August 3, 2011 EditionAlso in this issue...
Shelton completes term
Diana Shelton of Walnut Ridge, who recently completed her term as president of the Arkansas Business and Professional Women, gives a "Wonder Woman" sign during a meeting. The Wonder Woman theme was used to help raise money for the Arkansas Business Woman magazine.
For Diana Shelton the last year has been one of learning and excitement, but serving as president of the Arkansas Business and Professional Women was definitely not something she had ever planned to do.
"I believe I grew as a person by stepping out of my comfort zone," Shelton said. "I'm glad I did it and hope I made a difference along the way.
She said fellow Walnut Ridge BPW member Sue Sullens had encouraged her for years to consider serving as state president.
"She always told me she wanted me to be state president," Shelton said. "I would say 'Sue, you know I'm not going to do that.'"
But in the end, that is exactly what she did.
"I learned so much from it," Shelton said. "I also enjoyed all the traveling to visit all the other local chapters."
Sullens said she couldn't be prouder.
"She will be a hard act to follow," she said. "She did a fantastic job. She made Walnut Ridge proud and made the state proud. We are very fortunate that we have her kind of leadership at both the state and local level."
Shelton's message for the year was the need to remember and continue the legacy of professional women of the past, present and future.
"Having come through a couple of years of change it seemed the time was right to remember our legacy and focus on continuity, especially for newer members and young women in general," she said.
To express that, she chose the theme "Our Legacy Shines On," and to represent that theme, she chose a diamond.
"The diamond is a strong enduring gem and is representative of strong women," she said. "That is one reason I chose to use it."
In one of her President's Messages, Shelton shared a quote from past State President Penny Choate with fellow BPW members: "Our worst enemy is finding comfort in the work of our foremothers' efforts and doing nothing to ensure that our daughters, granddaughters and nieces will have equal pay for equal work, affordable child care, Social Security, pensions and abundant opportunities to seek higher education."
Shelton said watching the film "Iron Jawed Angels" made her realize how much women went through just to obtain the right to vote.
"That movie really touched my soul," she said. "Part of my idea through Camp BPW has been to educate the students on what our foremothers went through and not to take the rights we have for granted."
She said during her year as president she also encouraged other local clubs to educate their young people, as well.
Shelton said BPW USA and BPW Foundation merged in 2009, and new bylaws for the joint organization were completed during Shelton's tenure.
"I was proud we could get that accomplished, because it's such a big job," she said.

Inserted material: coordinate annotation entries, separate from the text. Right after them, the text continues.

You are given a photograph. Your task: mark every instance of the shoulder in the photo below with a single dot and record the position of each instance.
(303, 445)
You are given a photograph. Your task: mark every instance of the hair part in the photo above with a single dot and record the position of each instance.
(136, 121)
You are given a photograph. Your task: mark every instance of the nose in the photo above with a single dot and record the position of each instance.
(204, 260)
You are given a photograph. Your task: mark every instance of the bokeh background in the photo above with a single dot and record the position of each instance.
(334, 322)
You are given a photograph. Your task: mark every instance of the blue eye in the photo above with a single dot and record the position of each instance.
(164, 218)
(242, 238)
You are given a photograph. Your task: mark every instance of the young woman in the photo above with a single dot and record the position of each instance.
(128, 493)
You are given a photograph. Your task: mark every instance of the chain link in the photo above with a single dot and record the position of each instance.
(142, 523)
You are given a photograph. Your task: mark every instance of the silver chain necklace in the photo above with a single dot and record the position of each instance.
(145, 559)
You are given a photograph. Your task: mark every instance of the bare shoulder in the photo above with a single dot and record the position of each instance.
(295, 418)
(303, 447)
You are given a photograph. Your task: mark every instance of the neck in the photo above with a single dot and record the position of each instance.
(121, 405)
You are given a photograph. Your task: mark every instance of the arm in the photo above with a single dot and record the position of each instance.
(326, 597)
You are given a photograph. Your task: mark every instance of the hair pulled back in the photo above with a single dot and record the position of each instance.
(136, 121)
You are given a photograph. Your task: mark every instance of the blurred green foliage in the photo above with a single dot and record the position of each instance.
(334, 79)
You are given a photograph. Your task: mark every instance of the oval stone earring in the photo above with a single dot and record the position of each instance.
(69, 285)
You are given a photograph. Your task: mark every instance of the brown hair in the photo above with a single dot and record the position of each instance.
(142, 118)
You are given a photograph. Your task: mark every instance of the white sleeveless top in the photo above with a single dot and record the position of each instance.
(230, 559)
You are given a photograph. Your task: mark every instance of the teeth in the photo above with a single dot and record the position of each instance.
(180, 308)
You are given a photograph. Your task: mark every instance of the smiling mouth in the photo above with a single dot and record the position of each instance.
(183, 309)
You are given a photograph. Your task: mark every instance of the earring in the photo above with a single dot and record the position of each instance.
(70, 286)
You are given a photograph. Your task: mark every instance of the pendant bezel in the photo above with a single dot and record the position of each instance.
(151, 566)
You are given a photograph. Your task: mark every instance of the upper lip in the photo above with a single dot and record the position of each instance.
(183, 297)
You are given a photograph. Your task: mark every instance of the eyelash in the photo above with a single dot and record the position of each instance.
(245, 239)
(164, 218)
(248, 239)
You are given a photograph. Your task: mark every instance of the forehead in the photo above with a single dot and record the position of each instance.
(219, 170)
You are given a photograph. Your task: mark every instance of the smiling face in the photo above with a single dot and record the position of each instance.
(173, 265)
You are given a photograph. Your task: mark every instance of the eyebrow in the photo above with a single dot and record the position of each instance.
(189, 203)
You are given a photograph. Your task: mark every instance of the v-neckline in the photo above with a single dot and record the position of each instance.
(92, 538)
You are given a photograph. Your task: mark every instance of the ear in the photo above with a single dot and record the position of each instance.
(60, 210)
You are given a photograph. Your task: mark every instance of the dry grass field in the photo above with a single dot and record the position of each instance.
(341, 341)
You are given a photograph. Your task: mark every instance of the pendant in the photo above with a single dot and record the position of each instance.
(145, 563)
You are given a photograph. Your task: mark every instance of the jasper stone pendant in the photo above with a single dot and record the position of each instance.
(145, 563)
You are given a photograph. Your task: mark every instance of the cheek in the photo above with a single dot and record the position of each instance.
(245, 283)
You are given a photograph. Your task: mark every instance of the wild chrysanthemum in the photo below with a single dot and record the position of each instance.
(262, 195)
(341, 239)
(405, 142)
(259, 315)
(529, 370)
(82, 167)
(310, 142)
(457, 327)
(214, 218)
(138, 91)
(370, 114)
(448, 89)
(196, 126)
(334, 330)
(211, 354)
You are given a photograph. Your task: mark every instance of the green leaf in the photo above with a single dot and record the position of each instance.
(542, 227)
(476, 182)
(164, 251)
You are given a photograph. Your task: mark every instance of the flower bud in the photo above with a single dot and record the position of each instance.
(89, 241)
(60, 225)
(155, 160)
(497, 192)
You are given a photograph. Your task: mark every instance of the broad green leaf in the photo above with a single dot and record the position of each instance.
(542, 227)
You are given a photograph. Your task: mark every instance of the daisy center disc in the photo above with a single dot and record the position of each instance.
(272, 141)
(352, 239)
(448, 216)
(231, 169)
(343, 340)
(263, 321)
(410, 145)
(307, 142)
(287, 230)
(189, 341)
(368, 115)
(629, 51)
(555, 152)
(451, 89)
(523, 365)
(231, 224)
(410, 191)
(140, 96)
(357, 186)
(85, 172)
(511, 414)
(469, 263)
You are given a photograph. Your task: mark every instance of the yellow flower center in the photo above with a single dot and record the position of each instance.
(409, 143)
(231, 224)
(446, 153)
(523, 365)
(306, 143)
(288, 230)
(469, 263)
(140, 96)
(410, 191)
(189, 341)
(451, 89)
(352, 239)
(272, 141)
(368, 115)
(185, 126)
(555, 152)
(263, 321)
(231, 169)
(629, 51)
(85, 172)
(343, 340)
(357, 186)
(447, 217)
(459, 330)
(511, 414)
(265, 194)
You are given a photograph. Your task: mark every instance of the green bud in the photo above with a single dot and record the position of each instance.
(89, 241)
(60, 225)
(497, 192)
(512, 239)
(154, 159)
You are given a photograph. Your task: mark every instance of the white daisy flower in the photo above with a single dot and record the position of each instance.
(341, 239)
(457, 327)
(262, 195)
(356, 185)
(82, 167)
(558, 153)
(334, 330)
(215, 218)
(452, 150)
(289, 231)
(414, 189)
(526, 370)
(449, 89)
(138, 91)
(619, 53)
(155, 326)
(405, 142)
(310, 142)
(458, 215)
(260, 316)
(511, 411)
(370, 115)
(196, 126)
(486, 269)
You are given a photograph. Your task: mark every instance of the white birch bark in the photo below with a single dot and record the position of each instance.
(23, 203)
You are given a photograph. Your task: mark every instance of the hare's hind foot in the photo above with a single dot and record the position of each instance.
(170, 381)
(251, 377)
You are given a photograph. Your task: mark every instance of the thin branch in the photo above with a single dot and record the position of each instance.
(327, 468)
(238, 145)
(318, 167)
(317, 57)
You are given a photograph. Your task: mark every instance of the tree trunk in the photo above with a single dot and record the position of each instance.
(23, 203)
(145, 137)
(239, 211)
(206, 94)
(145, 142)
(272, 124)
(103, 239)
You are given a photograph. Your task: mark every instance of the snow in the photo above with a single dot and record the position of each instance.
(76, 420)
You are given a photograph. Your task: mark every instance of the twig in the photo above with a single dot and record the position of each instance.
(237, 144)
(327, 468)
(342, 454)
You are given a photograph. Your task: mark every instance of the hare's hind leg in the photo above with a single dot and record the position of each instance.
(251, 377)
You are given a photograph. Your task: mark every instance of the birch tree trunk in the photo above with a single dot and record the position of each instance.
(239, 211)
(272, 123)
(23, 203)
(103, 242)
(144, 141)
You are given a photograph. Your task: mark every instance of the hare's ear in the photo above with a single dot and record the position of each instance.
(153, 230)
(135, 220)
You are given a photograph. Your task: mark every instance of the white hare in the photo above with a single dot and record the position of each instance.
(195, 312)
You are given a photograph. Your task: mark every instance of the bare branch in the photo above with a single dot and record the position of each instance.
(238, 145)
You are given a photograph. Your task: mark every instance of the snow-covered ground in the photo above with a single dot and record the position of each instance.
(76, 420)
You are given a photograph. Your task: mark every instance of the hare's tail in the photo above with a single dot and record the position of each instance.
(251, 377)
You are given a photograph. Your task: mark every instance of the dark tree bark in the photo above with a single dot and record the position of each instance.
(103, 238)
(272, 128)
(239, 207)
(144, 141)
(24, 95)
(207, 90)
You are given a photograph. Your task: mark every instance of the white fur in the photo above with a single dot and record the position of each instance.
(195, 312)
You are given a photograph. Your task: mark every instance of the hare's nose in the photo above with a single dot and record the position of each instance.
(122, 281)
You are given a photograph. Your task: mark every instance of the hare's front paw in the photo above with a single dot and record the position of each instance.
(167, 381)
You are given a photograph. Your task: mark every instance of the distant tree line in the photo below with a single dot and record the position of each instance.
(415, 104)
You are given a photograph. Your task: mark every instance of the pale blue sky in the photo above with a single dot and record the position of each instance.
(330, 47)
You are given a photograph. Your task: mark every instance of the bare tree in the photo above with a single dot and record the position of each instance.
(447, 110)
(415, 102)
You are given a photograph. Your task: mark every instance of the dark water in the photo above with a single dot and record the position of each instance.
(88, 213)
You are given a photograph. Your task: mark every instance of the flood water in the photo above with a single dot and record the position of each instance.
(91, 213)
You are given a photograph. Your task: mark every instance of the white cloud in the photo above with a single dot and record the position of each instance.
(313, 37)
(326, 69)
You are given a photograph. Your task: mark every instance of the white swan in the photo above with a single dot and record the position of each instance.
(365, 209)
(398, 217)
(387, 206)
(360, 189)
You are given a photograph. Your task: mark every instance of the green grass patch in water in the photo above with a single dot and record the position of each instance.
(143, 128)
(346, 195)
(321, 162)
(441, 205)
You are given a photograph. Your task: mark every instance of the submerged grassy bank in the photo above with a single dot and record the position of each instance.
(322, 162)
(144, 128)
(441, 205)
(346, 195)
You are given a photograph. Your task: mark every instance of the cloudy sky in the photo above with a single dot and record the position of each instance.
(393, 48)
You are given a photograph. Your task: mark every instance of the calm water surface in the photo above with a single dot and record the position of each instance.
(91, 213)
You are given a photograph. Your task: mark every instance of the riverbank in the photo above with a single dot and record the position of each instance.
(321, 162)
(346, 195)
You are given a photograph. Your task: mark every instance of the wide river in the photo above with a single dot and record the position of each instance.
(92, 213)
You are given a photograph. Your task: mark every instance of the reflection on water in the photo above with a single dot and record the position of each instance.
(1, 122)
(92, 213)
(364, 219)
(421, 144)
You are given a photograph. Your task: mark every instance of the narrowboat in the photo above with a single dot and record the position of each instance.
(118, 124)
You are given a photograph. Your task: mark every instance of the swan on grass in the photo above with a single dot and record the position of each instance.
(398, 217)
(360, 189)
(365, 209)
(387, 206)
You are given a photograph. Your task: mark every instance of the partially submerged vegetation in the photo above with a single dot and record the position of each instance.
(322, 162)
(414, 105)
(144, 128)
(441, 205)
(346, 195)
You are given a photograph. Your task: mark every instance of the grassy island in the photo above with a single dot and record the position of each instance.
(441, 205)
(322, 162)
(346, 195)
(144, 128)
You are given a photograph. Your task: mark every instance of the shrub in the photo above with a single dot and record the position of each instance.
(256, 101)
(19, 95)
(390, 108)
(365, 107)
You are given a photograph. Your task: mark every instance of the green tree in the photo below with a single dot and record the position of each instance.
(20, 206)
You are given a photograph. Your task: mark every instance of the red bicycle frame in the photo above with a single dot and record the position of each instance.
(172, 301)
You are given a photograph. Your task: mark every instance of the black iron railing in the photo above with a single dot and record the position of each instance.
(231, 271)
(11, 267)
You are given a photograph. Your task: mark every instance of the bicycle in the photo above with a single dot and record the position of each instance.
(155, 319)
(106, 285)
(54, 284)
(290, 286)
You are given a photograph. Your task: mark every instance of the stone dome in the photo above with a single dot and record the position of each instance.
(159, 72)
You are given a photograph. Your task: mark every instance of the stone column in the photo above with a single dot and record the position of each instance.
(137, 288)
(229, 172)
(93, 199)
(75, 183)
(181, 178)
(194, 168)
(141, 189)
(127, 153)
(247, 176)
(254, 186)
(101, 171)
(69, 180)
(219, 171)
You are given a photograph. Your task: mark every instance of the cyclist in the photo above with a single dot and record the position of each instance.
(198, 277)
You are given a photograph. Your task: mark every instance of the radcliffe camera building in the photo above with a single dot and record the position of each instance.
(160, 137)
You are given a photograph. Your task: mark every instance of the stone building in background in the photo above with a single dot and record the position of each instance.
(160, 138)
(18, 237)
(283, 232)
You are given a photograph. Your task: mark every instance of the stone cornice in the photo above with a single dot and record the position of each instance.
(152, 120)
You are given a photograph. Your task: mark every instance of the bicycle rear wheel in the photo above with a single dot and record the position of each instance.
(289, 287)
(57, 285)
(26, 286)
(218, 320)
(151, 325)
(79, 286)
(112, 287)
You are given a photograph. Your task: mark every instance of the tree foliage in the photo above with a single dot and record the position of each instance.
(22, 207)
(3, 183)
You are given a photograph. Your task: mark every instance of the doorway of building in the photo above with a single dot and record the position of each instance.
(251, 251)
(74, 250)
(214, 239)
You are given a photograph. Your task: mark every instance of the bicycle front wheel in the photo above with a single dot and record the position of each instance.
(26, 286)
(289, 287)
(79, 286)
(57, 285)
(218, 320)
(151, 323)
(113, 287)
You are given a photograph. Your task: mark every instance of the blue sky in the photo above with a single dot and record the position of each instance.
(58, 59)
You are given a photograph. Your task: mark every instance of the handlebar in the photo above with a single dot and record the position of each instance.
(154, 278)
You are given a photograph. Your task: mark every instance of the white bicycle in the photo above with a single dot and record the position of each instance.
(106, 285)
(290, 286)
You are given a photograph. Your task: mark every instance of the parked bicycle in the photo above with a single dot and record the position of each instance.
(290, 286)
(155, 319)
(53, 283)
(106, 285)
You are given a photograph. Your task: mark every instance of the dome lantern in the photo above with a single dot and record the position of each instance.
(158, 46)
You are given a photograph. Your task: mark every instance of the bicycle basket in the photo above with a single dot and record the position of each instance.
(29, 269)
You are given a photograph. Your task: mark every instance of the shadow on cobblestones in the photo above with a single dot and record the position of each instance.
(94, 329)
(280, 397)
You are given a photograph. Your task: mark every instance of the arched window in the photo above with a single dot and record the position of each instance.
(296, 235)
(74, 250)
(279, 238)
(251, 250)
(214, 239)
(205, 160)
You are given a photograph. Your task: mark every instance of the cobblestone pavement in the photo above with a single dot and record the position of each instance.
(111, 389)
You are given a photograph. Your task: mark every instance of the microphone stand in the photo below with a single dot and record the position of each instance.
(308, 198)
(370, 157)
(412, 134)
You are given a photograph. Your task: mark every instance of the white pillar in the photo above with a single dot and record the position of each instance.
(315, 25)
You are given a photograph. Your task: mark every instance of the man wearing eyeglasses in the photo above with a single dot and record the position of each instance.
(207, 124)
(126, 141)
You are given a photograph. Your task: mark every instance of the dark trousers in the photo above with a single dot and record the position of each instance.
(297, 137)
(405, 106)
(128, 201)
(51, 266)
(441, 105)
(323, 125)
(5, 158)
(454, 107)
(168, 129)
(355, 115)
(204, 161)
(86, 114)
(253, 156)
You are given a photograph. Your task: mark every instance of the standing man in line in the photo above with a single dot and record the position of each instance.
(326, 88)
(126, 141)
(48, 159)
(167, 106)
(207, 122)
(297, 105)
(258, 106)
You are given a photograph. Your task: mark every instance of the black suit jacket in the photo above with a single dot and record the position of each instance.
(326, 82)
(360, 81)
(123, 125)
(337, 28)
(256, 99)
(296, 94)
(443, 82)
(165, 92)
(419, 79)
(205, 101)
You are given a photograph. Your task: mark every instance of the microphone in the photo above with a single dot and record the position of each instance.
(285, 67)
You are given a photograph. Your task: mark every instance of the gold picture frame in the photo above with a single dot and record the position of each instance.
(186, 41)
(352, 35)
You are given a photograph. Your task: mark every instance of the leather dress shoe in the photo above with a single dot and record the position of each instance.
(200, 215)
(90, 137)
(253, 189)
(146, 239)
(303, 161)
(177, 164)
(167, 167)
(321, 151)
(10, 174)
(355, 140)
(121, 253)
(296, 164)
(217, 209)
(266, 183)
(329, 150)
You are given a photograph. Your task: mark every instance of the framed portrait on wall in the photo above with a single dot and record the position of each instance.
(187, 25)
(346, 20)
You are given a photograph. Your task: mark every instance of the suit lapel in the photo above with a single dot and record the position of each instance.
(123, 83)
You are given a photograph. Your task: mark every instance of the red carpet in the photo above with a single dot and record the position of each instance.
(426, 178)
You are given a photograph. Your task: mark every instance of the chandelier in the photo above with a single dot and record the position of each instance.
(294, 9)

She will remain on the bylaws committee, as well as serving as state corresponding secretary and past president for the upcoming year. As past president, she will organize a luncheon at the state convention.
The new state president is Robin Powell of North Little Rock, and Sarah Akin of Jonesboro, who traveled with Shelton often during her year as president, is serving as president-elect.
Shelton will also serve as president of the Walnut Ridge organization this year. She expressed her appreciation to the local members for their support over the past year.
"They are a great group of women who have stood behind me this year and supported me during my presidency," she said.
Sullens said Shelton's contributions to BPW, as well as the Lawrence County Walk of Hope, are invaluable.
"Wherever she is or whatever she does, she will do a fantastic job," Sullens said.
Shelton said in addition to her "Legacy" theme, she and Debbie Green, editor of Arkansas Business Woman, came up with using Wonder Woman as a fun way to sell promotional ads for the magazine.
She said part of the inspiration came from the TV series, Wonder Woman, which was a favorite for her daughter, Lara, as well as a Wonder Woman book she had purchased for Lara.
In her state president's speech, Shelton shared the following with her fellow members:
"It is naturally ingrained in women to serve, and we do that very well É What we also need to do is make sure to share our knowledge, share our experiences and wisdom and share the legacy left to us by our foremothers, pay it forward and give something back.
"We can't all be Wonder Woman, but I think we can get pretty close. All we have to do is think about ways we can help the next generation of women be even better and then set out with the purpose in mind to be someone who can help achieve that goal."
A highlight of the year for Shelton was attending an ERA (Equal Rights Amendment) rally at the state Capitol in Little Rock.
"I was happy to be there and add my voice to the legacy of so many others before us who have been fighting to get ERA ratified," she said. "The historical spirit was present, and I think we all had goosebumps as we added our voices to those who have spoken before us."
For Shelton, that is what BPW is all about.
"BPW is important to me because I want to help continue the legacy and fight for women's rights, but also because it is a sisterhood of women helping women, not only in the workplace but in other phases of daily life personally, professionally and politically," she said. "I just feel the need to give back when I can especially to help educate younger women and carry our legacy forward."
Shelton is a commercial relationship assistant with iBERIABANK in Hoxie. She and her husband, Mike, live in Walnut Ridge. Their daughter, Lara, resides in St. Petersburg, Fla.